Self-criticism, even regret, is common among writers looking back at old work, but novelist Ben Okri has now gone so far as to rewrite an entire published novel. And it’s a book he already loved a lot.
The Booker Prize-winning Nigerian author has spent much of the last five years reinventing his 2008 story Starbook, a mystical romance set in his homeland. A new version, with a new title and a new cover, is to be published this summer under The Last Gift from the Master Artists, and Okri believes he has put more emphasis on transatlantic slavery and will now offer his readers a “more thoughtful” account.
“It was a laborious and agonizing process. I always wanted the book to be magical and innocent but I also want it to be political. It all happens right before the slave trade – at that prescient moment,” Okri said over the weekend.
The changes made were more than cosmetic and gave more clarity to his treatment of the slave trade, he said.

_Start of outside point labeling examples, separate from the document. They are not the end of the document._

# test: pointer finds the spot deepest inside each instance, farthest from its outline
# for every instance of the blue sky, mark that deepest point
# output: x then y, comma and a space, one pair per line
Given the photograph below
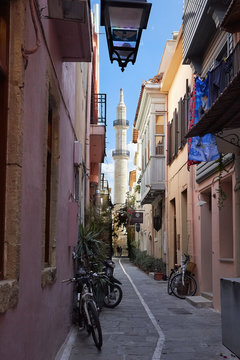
165, 18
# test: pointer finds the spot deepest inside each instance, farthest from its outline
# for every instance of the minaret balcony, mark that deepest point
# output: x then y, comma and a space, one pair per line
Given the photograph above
121, 153
121, 122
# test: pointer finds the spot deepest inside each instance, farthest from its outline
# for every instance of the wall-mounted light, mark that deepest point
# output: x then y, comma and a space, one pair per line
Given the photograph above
200, 202
124, 21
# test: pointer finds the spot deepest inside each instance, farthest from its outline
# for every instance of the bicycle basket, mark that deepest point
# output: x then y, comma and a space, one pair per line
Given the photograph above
190, 267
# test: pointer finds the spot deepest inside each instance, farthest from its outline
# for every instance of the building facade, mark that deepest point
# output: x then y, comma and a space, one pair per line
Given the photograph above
45, 102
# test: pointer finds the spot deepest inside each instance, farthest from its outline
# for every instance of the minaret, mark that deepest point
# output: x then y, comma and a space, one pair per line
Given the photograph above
121, 154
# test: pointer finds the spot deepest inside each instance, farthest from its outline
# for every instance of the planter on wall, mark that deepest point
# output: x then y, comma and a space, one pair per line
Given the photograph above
158, 276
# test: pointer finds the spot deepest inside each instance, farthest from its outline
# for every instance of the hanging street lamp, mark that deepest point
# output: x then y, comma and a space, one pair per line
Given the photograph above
124, 21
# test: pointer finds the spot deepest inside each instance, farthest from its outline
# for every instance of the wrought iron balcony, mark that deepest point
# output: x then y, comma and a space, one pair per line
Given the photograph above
121, 153
121, 122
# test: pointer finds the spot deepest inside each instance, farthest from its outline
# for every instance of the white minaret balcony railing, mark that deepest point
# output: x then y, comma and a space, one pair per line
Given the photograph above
121, 122
121, 153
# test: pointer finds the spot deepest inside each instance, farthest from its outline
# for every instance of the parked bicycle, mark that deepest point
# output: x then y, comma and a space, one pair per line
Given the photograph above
183, 283
174, 271
87, 313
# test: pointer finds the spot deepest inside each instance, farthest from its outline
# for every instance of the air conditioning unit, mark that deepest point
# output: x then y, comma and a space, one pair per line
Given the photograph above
77, 155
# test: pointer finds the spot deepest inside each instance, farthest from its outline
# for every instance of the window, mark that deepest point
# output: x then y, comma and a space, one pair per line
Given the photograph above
4, 38
159, 135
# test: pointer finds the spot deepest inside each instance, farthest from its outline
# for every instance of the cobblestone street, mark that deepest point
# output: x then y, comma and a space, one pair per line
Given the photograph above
150, 324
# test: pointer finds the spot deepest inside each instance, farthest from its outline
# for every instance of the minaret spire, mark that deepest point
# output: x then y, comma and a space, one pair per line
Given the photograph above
121, 154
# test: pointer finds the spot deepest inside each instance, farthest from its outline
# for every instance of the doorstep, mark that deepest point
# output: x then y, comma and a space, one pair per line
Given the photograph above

“Starbook was a book that had cost me a lot emotionally. I paid the price for it and I think it’s one of my important works,” he says, but when asked to give it a public reading after it was published, he felt it could be improved.
“I never re-read my novels because I don’t like to look back,” says Okri, “but when Starbook came out, I was aware that some of the answers didn’t pick up on one of the book’s key themes, especially in the central passages, which all deal with the slave trade to come. Critics aren’t stupid and if they don’t notice something, there’s a reason.
Okri’s editors, Head of Zeus, said: “The first reception of the book did not refer to aspects of slavery or consider them allegorical. This reissue is a chance to correct that in light of contemporary recognition of historical and current injustices.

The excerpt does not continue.